Beim Übertragen von Groenings Stoffen muss man erst mal unterscheiden zwischen den erwachseneren, deutlich zynischeren Strips, die er als Cartoonist allein verantwortet (also die „Life in Hell“-Reihe, die ja bei Reprodukt erschienen ist) und den doch familienfreundlicheren Zeichentrickserien, an denen ja Dutzende AutorInnen und ZeichnerInnen mitwirken. Grundsätzlich muss man sich mit der amerikanischen Popkultur auskennen, da es viele Verweise in diese Richtung gibt. Beim Übertragen von humoristischen Stoffen bewegt man sich oft in dem Zwiespalt zwischen stoffgetreuer Übersetzung und humoristischer Funktion – bleibt man so nah wie möglich an dem, was im Original gesagt wird, oder wird man zugunsten der Aufgabe, die LeserInnen-/ZuschauerInnen zum Lachen zu bringen, kreativ?

Wie gehst Du vor, um Groenings Humor auch einem deutschsprachigen Publikum schlüssig und vor allem unterhaltsam zu machen?
Das ist heute einfacher und schwieriger zugleich. Einfacher, weil durch das Internet und die allgemeine Existenz einer weltweiten Popkultur die Menschen auch hierzulande viel von dem wissen/kennen, auf das die AmerikanerInnen anspielen. Schwieriger, weil es keinen allgemeinen Kanon gibt, was als bekannt vorauszusetzen ist, insbesondere, wenn das Publikum altersmäßig eine große Spanne abdeckt. Und weil gleichzeitig heutzutage die Dinge nicht einfach eingedeutscht werden können, weil unser internationales Bewusstsein größer ist. Ich kann also, wenn Bart Simpson im Original von David Letterman redet, nicht einfach die deutsche Variante Harald Schmidt einsetzen, weil auch Kinder, glaube ich, schon instinktiv spüren, dass Bart Simpson Harald Schmidt nicht kennt.
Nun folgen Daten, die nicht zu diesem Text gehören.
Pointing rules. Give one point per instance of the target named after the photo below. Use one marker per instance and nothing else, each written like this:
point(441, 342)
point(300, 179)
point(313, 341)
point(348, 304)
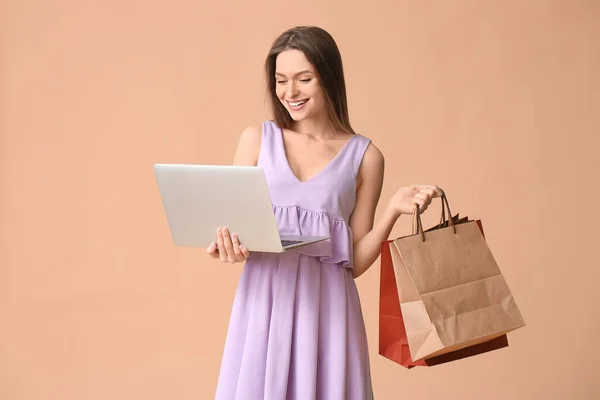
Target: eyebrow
point(306, 71)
Generell gilt beim Übertragen von Humor, dass man als ÜbersetzerIn einer gewissen Anmaßung fähig sein muss – ich muss mir einbilden, Groenings Humor so weit zu verstehen, dass ich „in seinem Sinne“ auch mal etwas freier übersetze.
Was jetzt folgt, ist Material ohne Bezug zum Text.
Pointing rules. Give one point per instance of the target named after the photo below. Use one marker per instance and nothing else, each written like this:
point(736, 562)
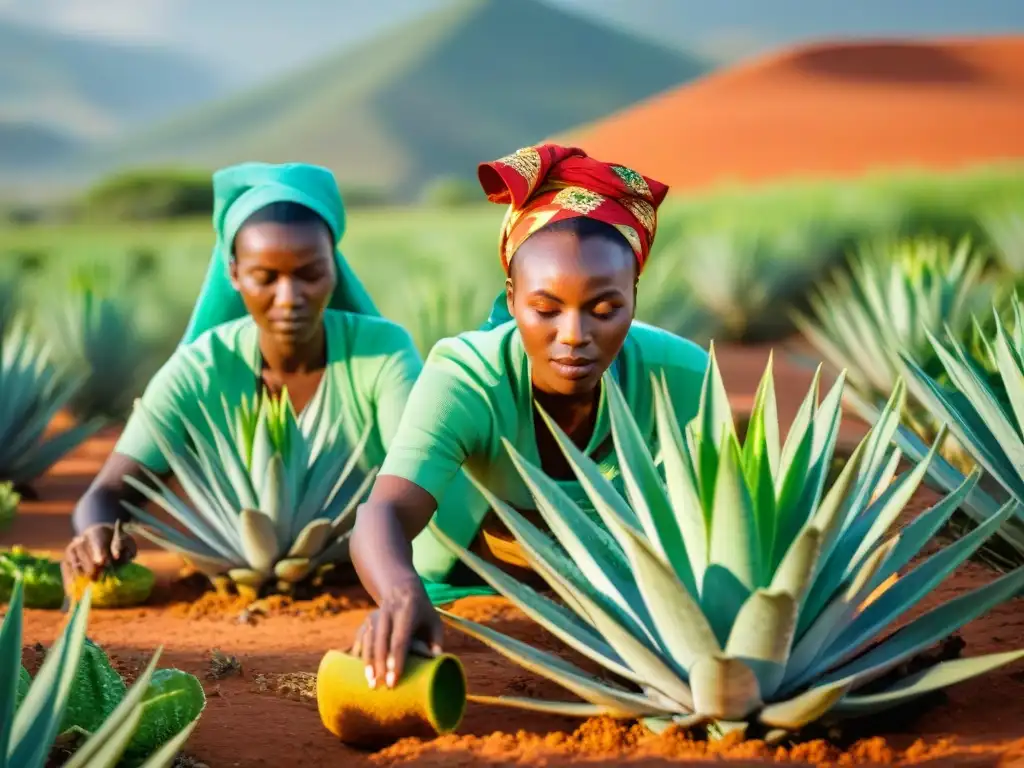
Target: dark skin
point(573, 301)
point(285, 274)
Welche Schmankerl können wir von Groenings neuer Serie „Disenchantment“ erwarten?
„Disenchantment“ ist in vielerlei Hinsicht ein klassischer Groening-Stoff, diesmal haben er und seine Co-Autoren sich halt das Mittelalter (beziehungsweise die Fantasy) vorgenommen. Die Gags funktionieren ganz ähnlich wie bei „Futurama“, und man ertappt sich schon häufiger dabei, die Figuren mit ihren „Vorläufern“ aus Groenings anderen Serien zu vergleichen, aber das ist in meinen Augen nichts Schlimmes. Auch über den typischen Groening-Humor, den man hier wiederfindet, freue ich mich. Es gibt wie immer auch viel an kleinen Gags im Hintergrund zu entdecken. Diesmal wird noch mehr als schon bei „Futurama“ seriell erzählt, gerade in den letzten Folgen, worunter manchmal der Rhythmus etwas leidet, aber es ist ja auch erst die erste Staffel, die sogar mit einem deutlichen Cliffhanger endet. Außerdem ist der Humor streckenweise ein wenig brutaler. Entwaffnende, gute, schlichte Gags gibt es aber in jedem Fall auch in dieser Serie mehr als genug. Ich durfte ja die deutsche Fassung überarbeiten und bin selbst gespannt, wie viel davon übernommen wurde. Aber die ersten Trailer lassen mich da recht zuversichtlich sein.

Vielen Dank für die Einblicke, Matthias!

Dieses Interview erschien zuerst auf dem Reprodukt-Blog.